Transferable skills at their best. If the qualities that made Jesse an in-demand sex worker were those instilled in him by his Jehovah Brothers – kindness, understanding, a willingness to listen – then it’s also those same attributes, along with discretion, that eventually allow him to meld with the London literati.
It’s almost appropriate, or grimly realistic, that a novel that begins so passionately, with such life and recklessness, ends at a dinner party with a Tory. It’s 2016 and Jesse, now 34, has settled down with Owen, his former housemate, who has two daughters from a previous relationship. Owen is a saviour figure. He possesses everything Jesse feels he lacks: he’s middle-class, expensively educated and a published poet. Owen hangs around the kitchen with his designer stubble, reminiscing about his time at Cambridge and exuding refinement. He’s about as interesting as a sentient cardigan. He and Jesse have been together for ten years, but it’s telling that Jesse can only view Owen from the outside: he enjoys the way people hold forth about the brilliance of his partner. There’s no detail that makes the relationship feel real or singular. It’s demoralising to think that Jesse’s struggle for sexual freedom has been eclipsed by his desire for cultural capital.
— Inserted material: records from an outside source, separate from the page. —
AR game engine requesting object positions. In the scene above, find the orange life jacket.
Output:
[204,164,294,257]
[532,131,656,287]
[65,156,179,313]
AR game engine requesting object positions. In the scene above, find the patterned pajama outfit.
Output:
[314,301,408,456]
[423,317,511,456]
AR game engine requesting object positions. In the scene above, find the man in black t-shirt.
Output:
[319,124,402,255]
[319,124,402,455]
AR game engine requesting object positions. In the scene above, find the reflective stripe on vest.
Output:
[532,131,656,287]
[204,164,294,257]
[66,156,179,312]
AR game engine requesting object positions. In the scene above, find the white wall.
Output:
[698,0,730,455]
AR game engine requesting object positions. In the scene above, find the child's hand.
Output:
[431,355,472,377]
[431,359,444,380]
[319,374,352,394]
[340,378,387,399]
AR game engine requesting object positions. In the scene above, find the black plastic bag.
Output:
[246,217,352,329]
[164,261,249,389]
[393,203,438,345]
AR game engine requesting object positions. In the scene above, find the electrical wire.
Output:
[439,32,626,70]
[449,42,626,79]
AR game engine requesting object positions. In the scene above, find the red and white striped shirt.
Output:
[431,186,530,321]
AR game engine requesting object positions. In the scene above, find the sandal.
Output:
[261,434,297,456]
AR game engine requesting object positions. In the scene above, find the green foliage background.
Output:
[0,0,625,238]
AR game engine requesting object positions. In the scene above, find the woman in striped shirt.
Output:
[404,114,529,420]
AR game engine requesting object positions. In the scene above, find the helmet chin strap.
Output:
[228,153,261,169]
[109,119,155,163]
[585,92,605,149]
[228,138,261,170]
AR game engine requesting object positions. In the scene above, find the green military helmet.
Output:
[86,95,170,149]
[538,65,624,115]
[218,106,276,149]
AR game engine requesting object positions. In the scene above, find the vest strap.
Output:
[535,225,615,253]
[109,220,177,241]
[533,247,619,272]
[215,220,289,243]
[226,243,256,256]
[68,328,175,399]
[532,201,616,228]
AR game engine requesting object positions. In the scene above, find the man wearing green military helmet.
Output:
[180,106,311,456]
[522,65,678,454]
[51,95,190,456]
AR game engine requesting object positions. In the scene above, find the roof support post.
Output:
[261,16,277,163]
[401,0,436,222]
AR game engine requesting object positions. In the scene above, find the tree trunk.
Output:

There’s a lengthy picnic scene in which Jesse lists the achievements of his new friends – one has written a book for which several publishers are in a bidding war (Faber is in the lead). Another has her play staged at the Royal Court. There’s also a composer who creates ‘post-industrial soundscapes incorporating dub, synth, experimental and gospel sounds’. I was left wondering why Jesse now cares so much about what his friends do for money, but perhaps it’s all prostitution of another sort. On the way to Owen’s publisher’s house in Suffolk, Owen chooses the music – mainly classical. At dinner, Jesse is introduced to a Brexiteer, Lord Groombridge, whom he used to fuck for money. What follows is the sort of social satire that’s now so ubiquitous in novels, and so abysmally toothless, that it’s almost like buying into a con to acknowledge it (Groombridge’s wife’s ‘stilettos are as red as her lips’). Jesse considers revealing Groombridge’s dirty secret, ‘but feels, for the sake of the evening, that he’ll have to keep his mouth shut’. If you were feeling cynical, you could argue that Jesse has traded one enclosed, limited world for another. He sits in ‘a medieval throne chair’ opposite Groombridge, who drones on about ‘the inner machinations of the House of Lords post-referendum’. The starters are laid out: platters of ‘courgette salad with pomegranate, Lebanese tomatoes, radish, cucumber, coriander, molasses, chilli and za’atar, and warm hunks of homemade baguette’. To drink, Jesse chooses the 2012 Hermitage Blanc: ‘I’ve never tried a white Côtes du Rhône.’ Lord Groombridge’s wife comments that the food looks delicious. ‘It really does,’ Jesse replies.